Factors Affecting Vitamin C Absorption
Dr. Levine hoped to solve the problem of vitamin C requirements using biochemistry. He suggested that vitamin C requirements could be found by experiment.5 His idea was to estimate the optimal intake by finding out how much of a dose is absorbed or excreted—someone who is taking in too much vitamin C might not absorb it or might excrete it rapidly.
At that time, scient
ists knew little about how doses of vitamin C traveled around the body. There was some information for healthy, young adults, in whom vitamin C is actively absorbed from the intestine.6 Almost all of a low dose, below about 60 mg, is absorbed.7 The absolute amount absorbed increases with dose, but only slowly: up to 80–90 percent of a single 180-mg dose is absorbed, reducing to 75 percent at 1 gram, 50 percent at 1.5 grams, 26 percent at 6 grams, and 16 percent at 12 grams.8 Only 2 grams of a single 12-gram dose would be absorbed, providing a limit to the intake possible from a single dose. Conversely, only small amounts of low doses are excreted unchanged. As the dose increases, more vitamin C is excreted because the pumps in the kidney are limited in the amount that they can retain.

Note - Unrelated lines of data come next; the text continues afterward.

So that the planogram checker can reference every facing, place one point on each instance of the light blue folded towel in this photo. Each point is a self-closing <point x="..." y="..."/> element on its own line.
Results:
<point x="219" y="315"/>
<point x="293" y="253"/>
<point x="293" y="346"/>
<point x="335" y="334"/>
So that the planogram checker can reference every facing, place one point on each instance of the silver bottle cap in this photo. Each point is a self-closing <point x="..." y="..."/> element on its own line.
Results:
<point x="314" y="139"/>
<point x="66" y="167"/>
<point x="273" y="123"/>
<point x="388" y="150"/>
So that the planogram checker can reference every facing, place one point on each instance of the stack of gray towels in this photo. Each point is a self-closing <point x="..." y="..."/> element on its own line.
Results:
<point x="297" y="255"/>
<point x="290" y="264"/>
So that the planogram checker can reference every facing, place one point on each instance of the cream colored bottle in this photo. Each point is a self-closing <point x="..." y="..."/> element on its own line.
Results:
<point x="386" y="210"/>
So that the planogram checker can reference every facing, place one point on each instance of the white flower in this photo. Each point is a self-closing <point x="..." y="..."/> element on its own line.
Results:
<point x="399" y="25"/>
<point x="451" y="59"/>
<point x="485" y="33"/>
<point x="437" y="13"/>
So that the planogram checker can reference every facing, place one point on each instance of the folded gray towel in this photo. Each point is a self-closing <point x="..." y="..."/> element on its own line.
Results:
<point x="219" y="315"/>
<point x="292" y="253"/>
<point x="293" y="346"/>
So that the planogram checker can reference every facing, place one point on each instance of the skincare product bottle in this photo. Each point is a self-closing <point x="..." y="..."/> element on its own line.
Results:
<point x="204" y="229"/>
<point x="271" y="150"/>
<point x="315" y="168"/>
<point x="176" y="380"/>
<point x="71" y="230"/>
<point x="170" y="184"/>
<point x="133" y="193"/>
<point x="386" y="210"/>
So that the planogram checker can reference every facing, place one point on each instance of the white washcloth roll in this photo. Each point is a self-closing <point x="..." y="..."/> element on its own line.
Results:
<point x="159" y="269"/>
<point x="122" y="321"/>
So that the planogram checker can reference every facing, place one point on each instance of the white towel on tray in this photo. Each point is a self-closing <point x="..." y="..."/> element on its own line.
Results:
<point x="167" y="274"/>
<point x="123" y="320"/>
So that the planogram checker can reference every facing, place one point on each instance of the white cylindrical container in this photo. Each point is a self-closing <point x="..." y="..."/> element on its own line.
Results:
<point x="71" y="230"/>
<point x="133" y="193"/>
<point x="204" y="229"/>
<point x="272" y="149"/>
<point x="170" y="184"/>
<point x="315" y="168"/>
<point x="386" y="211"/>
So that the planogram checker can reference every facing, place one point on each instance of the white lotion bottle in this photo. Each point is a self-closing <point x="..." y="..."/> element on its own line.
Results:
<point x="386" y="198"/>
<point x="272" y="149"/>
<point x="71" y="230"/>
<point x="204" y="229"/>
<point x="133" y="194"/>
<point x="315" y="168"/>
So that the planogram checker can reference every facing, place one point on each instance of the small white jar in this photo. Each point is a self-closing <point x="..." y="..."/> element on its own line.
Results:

The NIH proposed an RDA of 200 mg of vitamin C per day for healthy young men. A little later, Dr. Levine obtained similar results for healthy young women. In a series of influential papers, he described the absorption, blood levels, and excretion of vitamin C.9 These papers form the core evidence used for current government recommendations. The NIH suggested that the body was “saturated” at an intake of 200 mg per day. According to this notion, increasing the dose would not sustain blood levels at a higher value than 60–70 μM/L and the majority of larger doses is not absorbed from the gut. This is clearly an error, as sustained blood levels of at least three times this claimed maximum concentration are achievable with repeated oral doses.
As mentioned previously, vitamin C is not confined to the blood plasma, but is selectively pumped into a number of specialized tissues, including the brain, white blood cells, and the adrenal glands.10 The cells and organs that are protected in this way are essential to survival and have higher than normal requirements for vitamin C and its antioxidant protection. White blood cells, for example, have specific requirements for vitamin C in fighting infection. These white cells have a short lifespan and their death is controlled by levels of antioxidants.11 The pumps in these tissues ensure that in times of shortage, the vitamin C levels remain high.